Ava DuVernay's 2016 Oscar-nominated documentary 13th, about race and mass incarceration, includes video interviews with Browder.

In March 2017, Time: The Kalief Browder Story, a six-part television documentary series produced by Jay Z and Harvey Weinstein, was broadcast on the Spike television network. Jay Z said,
I knew right there that [Kalief] was a prophet. Some of our prophets go with tragedy, Martin Luther King, ended tragically. But what comes from it, the life, the next iteration, the lives saved, and how this young man has moved culture forward is incredible.

In an essay published in Vibe, the singer John Legend wrote,
New York failed Kalief. The list of things that went wrong in his case begins with his first encounter with the NYPD, whose practice of targeting black teens is well documented. The idea that being accused of stealing a backpack would lead to his arrest and detention would be absurd if it weren't tragic.

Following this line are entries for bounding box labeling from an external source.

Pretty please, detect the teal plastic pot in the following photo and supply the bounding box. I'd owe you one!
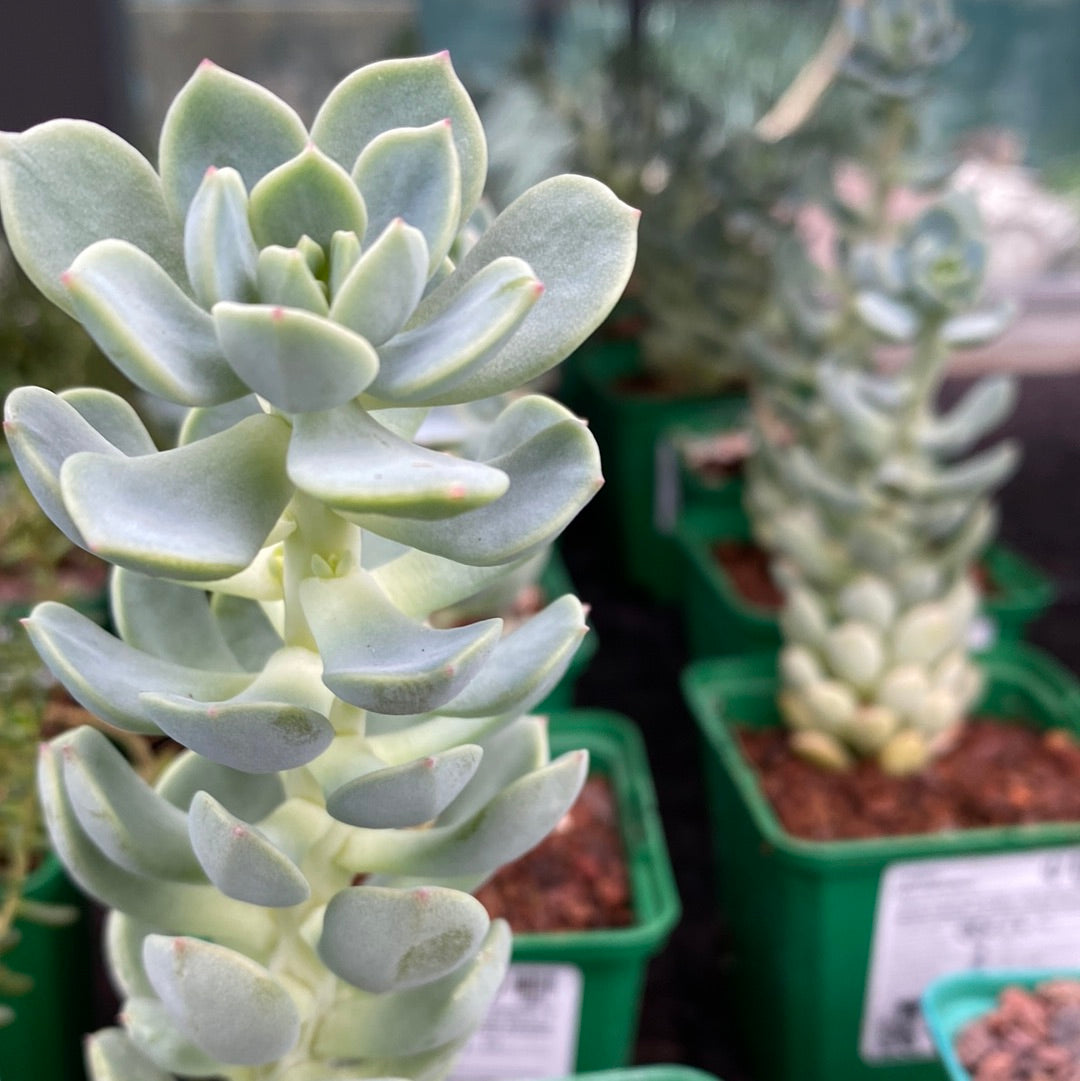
[454,710,680,1081]
[0,855,91,1081]
[676,505,781,657]
[570,1066,717,1081]
[535,548,598,713]
[675,502,1054,657]
[922,969,1080,1081]
[682,654,1080,1081]
[581,342,746,602]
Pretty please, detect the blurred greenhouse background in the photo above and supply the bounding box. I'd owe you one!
[6,0,1080,1081]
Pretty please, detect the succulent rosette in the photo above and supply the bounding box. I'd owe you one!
[843,0,966,98]
[0,55,637,1081]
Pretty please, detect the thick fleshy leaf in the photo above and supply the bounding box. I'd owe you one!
[120,993,221,1078]
[337,751,588,878]
[61,414,292,580]
[326,744,481,825]
[855,291,919,343]
[288,402,509,519]
[64,240,246,405]
[376,553,532,619]
[176,395,263,446]
[330,219,427,346]
[210,593,281,671]
[58,725,203,882]
[319,885,491,995]
[104,908,154,998]
[326,229,361,296]
[187,792,311,908]
[214,303,378,413]
[312,920,510,1060]
[354,395,602,566]
[256,244,330,316]
[408,176,639,404]
[26,601,252,735]
[139,648,334,773]
[311,53,488,229]
[109,568,244,672]
[157,750,285,822]
[436,717,555,829]
[942,301,1017,349]
[299,570,503,715]
[85,1028,173,1081]
[352,120,462,278]
[3,387,134,548]
[57,387,157,457]
[440,595,588,717]
[369,257,543,405]
[143,935,299,1066]
[249,143,368,252]
[0,120,185,313]
[158,61,307,219]
[184,165,258,308]
[38,737,278,957]
[918,375,1016,455]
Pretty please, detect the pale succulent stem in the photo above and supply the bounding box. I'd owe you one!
[904,319,949,444]
[868,99,911,239]
[284,491,359,652]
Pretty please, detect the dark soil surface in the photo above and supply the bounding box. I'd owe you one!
[477,777,634,932]
[956,979,1080,1081]
[712,541,784,610]
[739,719,1080,841]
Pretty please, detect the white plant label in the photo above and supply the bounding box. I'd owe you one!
[968,614,998,653]
[859,845,1080,1063]
[450,964,582,1081]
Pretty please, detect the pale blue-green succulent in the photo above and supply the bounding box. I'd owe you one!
[754,198,1017,772]
[0,55,637,1081]
[746,0,1017,773]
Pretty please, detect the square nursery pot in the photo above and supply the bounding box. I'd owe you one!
[922,968,1080,1081]
[675,504,1054,657]
[581,342,746,602]
[452,710,680,1081]
[683,650,1080,1081]
[0,855,91,1081]
[534,548,597,713]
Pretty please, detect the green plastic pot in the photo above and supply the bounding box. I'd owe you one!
[581,342,746,602]
[983,545,1055,645]
[922,969,1080,1081]
[675,503,1054,657]
[0,855,91,1081]
[535,548,597,713]
[683,651,1080,1081]
[454,710,680,1079]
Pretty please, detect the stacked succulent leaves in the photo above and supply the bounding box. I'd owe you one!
[747,0,1017,773]
[0,55,637,1081]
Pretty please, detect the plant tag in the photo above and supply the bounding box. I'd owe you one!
[653,437,682,536]
[968,615,998,653]
[450,964,582,1081]
[859,845,1080,1063]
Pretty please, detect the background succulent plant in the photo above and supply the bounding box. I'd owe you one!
[746,0,1017,772]
[0,55,637,1081]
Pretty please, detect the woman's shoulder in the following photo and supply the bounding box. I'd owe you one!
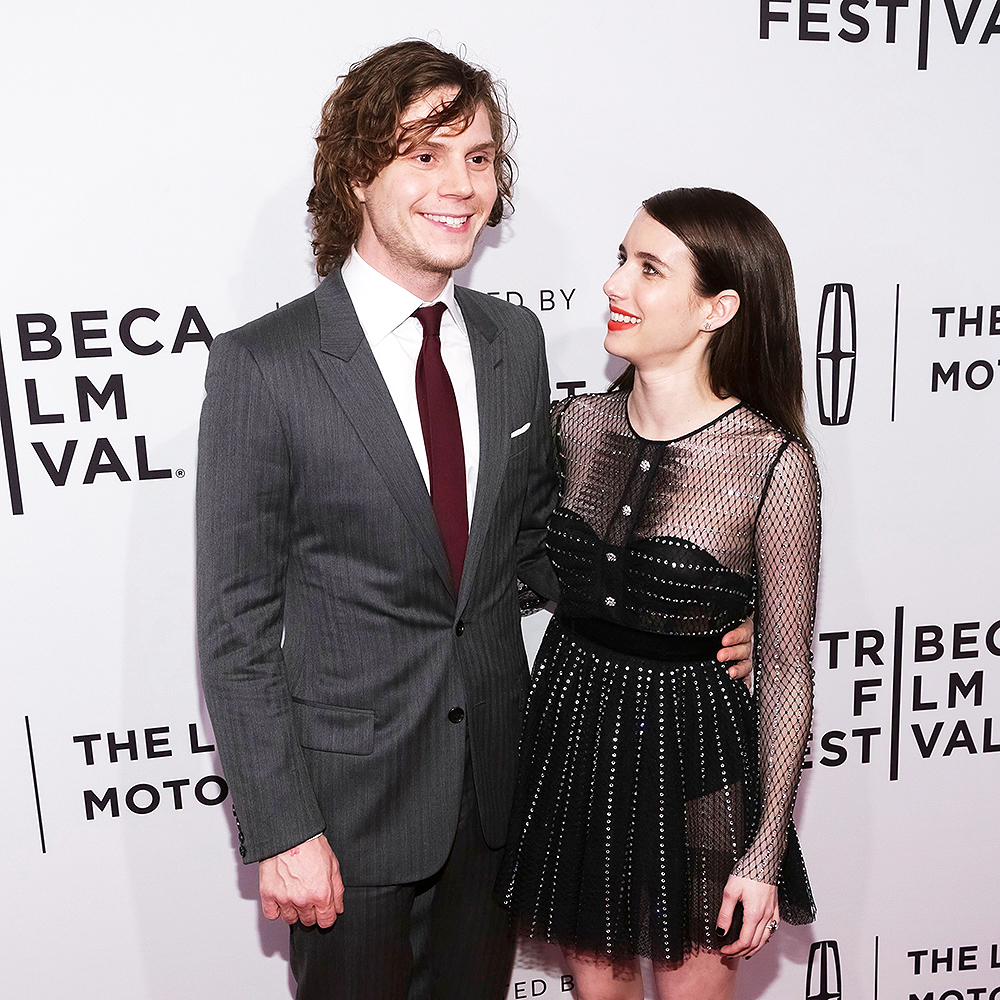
[552,392,626,434]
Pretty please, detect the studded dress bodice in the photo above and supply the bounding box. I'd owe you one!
[547,392,820,883]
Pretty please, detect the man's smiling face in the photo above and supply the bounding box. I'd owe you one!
[354,90,497,300]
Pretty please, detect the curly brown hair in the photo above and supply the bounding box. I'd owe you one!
[306,39,516,277]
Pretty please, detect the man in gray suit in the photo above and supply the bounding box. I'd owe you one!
[198,41,745,1000]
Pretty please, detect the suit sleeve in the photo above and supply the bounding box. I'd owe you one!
[517,309,559,601]
[197,334,325,863]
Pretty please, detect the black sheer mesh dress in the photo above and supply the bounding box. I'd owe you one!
[498,392,819,962]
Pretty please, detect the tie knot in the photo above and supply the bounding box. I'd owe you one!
[413,302,448,338]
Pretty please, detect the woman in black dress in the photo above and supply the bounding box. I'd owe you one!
[500,188,820,1000]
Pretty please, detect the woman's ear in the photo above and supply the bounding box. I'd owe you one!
[702,288,740,333]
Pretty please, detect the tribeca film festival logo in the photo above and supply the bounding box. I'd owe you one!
[759,0,1000,69]
[24,716,229,854]
[0,306,212,514]
[803,607,1000,781]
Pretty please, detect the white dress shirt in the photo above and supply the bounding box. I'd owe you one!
[341,249,479,520]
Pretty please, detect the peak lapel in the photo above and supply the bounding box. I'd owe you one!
[312,269,454,593]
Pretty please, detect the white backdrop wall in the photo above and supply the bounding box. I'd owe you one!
[0,0,1000,1000]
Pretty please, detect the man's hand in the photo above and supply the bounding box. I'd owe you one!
[258,834,344,927]
[716,618,753,681]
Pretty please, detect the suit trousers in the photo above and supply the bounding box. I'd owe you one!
[291,745,514,1000]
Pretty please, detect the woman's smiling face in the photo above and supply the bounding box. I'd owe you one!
[604,210,713,368]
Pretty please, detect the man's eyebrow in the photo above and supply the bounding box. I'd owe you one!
[406,136,497,153]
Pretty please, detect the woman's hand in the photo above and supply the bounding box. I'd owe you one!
[715,618,753,685]
[718,875,780,958]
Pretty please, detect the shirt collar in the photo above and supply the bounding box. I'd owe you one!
[341,248,467,347]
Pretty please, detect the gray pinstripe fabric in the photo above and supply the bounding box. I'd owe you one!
[198,271,555,885]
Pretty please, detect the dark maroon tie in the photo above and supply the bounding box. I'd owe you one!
[413,302,469,590]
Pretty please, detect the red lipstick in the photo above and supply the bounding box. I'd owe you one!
[608,306,642,333]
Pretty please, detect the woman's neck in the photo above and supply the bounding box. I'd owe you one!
[628,364,739,441]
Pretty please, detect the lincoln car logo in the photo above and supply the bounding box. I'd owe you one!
[806,936,850,1000]
[816,284,858,425]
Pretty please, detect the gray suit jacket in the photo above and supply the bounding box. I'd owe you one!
[197,270,555,884]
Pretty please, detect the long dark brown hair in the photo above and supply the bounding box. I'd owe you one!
[306,39,515,277]
[609,188,809,448]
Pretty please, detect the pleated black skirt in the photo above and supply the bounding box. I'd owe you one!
[498,618,814,962]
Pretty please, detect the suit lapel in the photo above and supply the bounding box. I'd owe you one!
[455,286,510,615]
[312,269,456,593]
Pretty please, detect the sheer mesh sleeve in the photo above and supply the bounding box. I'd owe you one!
[733,441,820,884]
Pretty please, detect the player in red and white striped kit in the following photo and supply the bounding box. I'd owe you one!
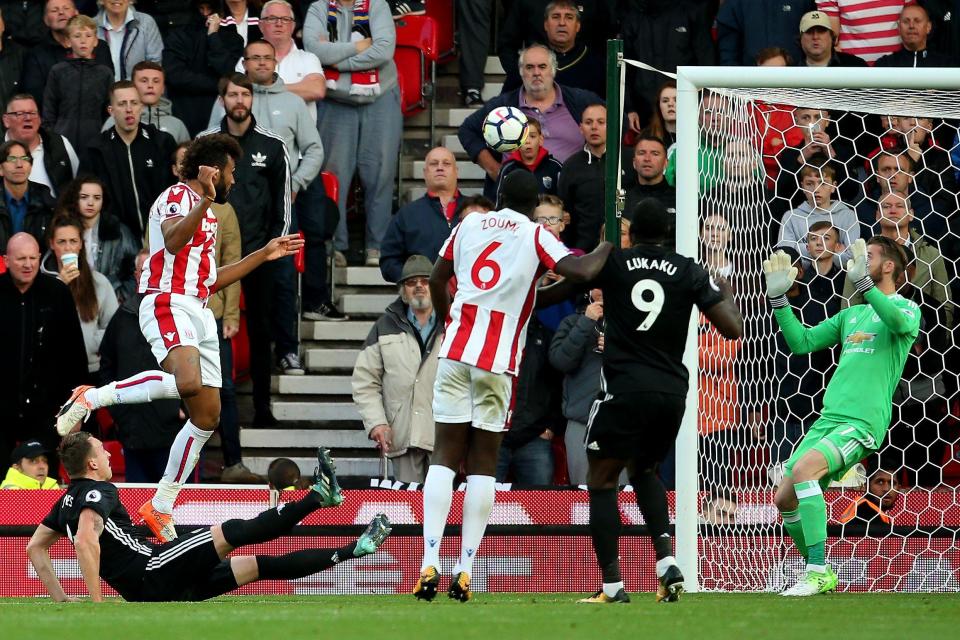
[57,135,303,542]
[413,171,611,602]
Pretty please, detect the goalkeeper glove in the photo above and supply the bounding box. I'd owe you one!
[763,251,798,308]
[847,238,874,293]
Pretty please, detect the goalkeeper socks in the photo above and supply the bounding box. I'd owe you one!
[793,480,827,572]
[153,420,213,513]
[420,464,457,571]
[780,508,808,560]
[630,469,673,560]
[453,475,497,576]
[83,371,180,409]
[590,489,623,584]
[255,544,354,580]
[221,491,326,544]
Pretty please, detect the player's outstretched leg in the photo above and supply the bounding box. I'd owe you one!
[57,371,180,436]
[413,464,457,600]
[221,449,344,555]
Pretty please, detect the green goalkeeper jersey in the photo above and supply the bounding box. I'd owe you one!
[774,287,920,449]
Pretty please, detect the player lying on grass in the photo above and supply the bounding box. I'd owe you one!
[580,198,743,604]
[27,432,391,602]
[413,171,611,602]
[763,236,920,596]
[57,134,303,542]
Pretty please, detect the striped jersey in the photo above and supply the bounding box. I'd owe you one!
[439,209,570,375]
[817,0,915,65]
[140,182,217,300]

Browder's story was detailed in an episode of Last Week Tonight with John Oliver from 2022. Oliver went on to explain that they had originally intended to cover Browder's story in 2015, but chose not to as the intended episode would have aired the day after Browder's death.

Sisa Bueno directed For Venida, For Kalief (2025), a documentary film which tells the story of Browder and features the poetry of his late mother Venida, the archival footage of the Citywide Jail Rebellion in 1970, and the movement to shut down Rikers Island. The film had its world premiere on June 6, 2025, in the Documentary Competition at the 2025 Tribeca Festival.

=== Memorials ===
On May 25, 2017, the corner of East 181st Street and Prospect Avenue in the Bronx was renamed "Kalief Browder Way" in his memory.